El zoológico la reclama, porque Mariela es, técnicamente, propiedad del Estado. El proceso de reintegrarla a la monera ha comenzado de manera paulatina: ya se queda allí hasta el mediodía, acompañada de un cuidador con quien ha construido confianza. Pero cuando llega al recinto y su madre biológica la llama desde la jaula, Mariela corre en dirección contraria. No quiere saber nada de Maruca, ni del padre. Los monos le son ajenos. Ella es, en todo sentido, una criatura de puertas adentro, de ollas en el carbón y alarmas de madrugada.
"Entre más tiempo lleve con nosotros, más difícil va a ser el proceso de adaptación", reconoce Lázara con la lucidez de quien sabe que el amor, a veces, también complica el regreso. Por eso el zoológico valora la posibilidad de habilitarle un espacio propio si la convivencia con otros primates resulta inviable. Las visitas de la familia se irán espaciando, con dolor, porque la ciencia y el bienestar animal así lo exigen.

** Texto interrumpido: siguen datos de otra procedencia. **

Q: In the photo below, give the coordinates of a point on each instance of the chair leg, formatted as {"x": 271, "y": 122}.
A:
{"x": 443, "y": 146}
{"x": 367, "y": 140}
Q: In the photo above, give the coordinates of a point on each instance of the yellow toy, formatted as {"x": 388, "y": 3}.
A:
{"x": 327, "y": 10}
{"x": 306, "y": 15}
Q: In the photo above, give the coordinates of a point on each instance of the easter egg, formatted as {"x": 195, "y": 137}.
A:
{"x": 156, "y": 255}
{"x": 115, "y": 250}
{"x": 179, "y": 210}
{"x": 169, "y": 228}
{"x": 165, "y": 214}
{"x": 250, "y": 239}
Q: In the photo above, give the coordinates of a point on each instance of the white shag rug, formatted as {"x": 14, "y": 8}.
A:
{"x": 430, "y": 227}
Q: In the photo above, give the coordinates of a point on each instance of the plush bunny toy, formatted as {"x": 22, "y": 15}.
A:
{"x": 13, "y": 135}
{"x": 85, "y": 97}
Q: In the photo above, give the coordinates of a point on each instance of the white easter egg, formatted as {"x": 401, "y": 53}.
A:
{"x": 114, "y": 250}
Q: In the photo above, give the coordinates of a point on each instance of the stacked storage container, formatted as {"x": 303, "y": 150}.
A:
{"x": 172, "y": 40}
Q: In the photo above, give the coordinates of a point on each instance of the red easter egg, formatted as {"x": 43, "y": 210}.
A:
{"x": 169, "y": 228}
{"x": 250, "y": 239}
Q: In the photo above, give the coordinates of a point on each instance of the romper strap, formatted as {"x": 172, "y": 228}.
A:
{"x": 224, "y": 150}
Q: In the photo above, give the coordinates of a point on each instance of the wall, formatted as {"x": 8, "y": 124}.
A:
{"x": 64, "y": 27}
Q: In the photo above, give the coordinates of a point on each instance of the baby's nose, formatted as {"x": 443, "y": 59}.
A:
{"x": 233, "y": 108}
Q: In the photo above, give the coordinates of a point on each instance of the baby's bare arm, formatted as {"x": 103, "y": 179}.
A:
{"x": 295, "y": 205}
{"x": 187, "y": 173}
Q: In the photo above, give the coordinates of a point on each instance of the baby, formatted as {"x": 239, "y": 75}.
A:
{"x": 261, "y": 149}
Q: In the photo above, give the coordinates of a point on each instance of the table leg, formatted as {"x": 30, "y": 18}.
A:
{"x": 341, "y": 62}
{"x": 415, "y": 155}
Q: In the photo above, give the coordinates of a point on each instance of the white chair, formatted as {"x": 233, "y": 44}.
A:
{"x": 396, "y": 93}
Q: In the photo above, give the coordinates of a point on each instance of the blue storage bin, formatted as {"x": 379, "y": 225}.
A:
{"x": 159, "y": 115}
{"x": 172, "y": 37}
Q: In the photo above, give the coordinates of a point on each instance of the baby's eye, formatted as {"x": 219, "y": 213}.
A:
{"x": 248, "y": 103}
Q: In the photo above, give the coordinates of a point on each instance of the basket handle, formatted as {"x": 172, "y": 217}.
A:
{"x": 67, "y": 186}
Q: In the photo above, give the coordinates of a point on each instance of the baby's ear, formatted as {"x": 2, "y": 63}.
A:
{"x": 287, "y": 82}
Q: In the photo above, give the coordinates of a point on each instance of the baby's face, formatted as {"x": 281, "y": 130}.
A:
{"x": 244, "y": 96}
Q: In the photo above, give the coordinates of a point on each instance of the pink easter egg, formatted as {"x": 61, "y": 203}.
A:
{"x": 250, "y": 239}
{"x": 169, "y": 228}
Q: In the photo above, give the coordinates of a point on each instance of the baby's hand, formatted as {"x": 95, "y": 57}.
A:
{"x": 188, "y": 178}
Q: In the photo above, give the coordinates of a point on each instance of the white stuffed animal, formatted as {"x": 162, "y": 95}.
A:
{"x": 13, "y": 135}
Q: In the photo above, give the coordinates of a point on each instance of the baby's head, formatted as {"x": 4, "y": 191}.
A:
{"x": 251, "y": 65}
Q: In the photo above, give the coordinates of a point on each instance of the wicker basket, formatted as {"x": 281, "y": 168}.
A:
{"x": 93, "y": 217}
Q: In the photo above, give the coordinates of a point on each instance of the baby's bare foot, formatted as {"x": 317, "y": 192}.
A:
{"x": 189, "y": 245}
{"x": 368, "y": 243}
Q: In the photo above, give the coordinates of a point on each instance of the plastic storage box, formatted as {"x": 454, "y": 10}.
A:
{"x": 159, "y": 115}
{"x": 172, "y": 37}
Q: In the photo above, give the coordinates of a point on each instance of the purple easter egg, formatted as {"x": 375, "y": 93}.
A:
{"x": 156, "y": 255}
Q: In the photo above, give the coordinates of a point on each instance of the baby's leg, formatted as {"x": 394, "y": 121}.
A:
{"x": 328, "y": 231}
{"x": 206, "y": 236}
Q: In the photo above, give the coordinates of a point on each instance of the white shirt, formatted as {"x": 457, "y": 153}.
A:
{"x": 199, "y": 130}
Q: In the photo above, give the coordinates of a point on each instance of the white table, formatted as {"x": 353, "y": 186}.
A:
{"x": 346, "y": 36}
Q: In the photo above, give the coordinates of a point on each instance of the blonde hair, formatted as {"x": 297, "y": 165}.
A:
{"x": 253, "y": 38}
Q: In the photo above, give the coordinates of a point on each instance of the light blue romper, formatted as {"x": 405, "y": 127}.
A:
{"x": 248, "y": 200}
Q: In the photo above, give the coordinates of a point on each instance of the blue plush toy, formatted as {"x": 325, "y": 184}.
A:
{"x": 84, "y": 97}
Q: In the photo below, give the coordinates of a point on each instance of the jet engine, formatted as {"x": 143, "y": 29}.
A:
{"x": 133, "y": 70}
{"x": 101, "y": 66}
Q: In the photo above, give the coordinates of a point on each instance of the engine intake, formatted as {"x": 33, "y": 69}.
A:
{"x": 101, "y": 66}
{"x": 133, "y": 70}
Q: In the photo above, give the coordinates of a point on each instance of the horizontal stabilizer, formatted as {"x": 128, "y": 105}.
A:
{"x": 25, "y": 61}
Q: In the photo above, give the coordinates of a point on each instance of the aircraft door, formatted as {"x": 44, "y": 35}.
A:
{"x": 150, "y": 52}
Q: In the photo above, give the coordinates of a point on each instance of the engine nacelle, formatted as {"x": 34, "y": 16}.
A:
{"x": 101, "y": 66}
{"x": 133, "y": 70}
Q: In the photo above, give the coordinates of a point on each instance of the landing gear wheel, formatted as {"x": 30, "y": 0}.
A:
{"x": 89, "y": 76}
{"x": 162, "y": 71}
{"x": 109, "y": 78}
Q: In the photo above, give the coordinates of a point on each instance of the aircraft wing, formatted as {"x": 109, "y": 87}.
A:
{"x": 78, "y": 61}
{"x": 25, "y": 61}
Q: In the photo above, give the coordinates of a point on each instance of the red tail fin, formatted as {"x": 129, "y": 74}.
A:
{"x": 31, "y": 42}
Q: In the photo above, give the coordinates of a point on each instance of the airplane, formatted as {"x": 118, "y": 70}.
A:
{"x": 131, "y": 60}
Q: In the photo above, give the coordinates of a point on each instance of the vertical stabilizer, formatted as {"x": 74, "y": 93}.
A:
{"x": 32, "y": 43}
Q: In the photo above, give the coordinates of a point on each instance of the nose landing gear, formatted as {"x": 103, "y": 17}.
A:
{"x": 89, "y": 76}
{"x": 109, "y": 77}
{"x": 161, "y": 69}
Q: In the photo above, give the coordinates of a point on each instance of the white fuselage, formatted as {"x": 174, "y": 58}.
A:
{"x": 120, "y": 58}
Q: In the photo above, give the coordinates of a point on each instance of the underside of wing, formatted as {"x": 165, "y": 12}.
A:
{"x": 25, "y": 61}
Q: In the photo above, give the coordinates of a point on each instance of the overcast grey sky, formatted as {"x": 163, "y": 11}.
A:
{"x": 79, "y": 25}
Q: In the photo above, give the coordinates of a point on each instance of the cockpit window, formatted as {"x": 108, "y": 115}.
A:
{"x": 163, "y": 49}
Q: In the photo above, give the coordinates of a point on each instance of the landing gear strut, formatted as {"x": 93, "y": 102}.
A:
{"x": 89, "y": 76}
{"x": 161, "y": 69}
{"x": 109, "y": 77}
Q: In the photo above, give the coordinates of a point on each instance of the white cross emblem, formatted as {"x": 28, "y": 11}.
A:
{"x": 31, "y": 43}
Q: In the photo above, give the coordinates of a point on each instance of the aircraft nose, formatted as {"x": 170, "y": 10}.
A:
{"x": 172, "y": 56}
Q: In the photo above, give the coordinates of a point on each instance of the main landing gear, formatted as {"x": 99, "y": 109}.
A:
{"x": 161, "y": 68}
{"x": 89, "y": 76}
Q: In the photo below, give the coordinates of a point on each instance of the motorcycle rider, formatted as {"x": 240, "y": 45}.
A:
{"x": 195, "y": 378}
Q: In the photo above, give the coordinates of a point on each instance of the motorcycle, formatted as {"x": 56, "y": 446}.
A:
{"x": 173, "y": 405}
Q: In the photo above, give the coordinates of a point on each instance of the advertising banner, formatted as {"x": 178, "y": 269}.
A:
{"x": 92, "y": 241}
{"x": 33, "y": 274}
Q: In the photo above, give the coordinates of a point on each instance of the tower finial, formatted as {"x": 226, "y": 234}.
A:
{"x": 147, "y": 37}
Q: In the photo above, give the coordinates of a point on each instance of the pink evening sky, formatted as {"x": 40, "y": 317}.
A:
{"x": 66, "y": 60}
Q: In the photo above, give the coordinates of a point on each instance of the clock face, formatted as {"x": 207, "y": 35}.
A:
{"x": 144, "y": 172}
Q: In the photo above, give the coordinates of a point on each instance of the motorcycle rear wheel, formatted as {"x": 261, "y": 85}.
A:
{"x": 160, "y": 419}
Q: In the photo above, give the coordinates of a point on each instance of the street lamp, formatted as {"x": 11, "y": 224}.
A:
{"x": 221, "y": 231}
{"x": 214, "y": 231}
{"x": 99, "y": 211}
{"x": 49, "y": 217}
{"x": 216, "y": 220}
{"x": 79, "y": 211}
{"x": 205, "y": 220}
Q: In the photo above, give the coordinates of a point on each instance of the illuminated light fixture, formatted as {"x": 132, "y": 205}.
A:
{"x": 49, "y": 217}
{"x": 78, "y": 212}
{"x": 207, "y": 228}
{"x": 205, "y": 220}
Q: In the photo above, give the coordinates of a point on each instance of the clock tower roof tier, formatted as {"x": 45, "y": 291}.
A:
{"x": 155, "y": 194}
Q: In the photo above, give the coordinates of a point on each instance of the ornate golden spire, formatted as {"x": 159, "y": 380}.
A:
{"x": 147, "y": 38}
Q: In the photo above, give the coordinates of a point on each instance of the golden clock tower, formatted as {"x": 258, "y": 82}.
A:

Pero este Primero de Mayo, Mariela desfila de nuevo. Saltará entre los hombros de los trabajadores del zoológico avileño —afiliados al sindicato de la Agricultura—, junto a un cocodrilito de tres años, y recibirá miradas y aplausos de quienes ven en ese pequeño primate algo más que una curiosidad: ven el retrato vivo de lo que ocurre cuando los seres humanos deciden, sin dudarlo, que un animal vulnerable merece ser salvado. Aunque eso signifique madrugar cada día, renunciar al sueño, y aprender a hablar —sin palabras— el idioma de quien te necesita.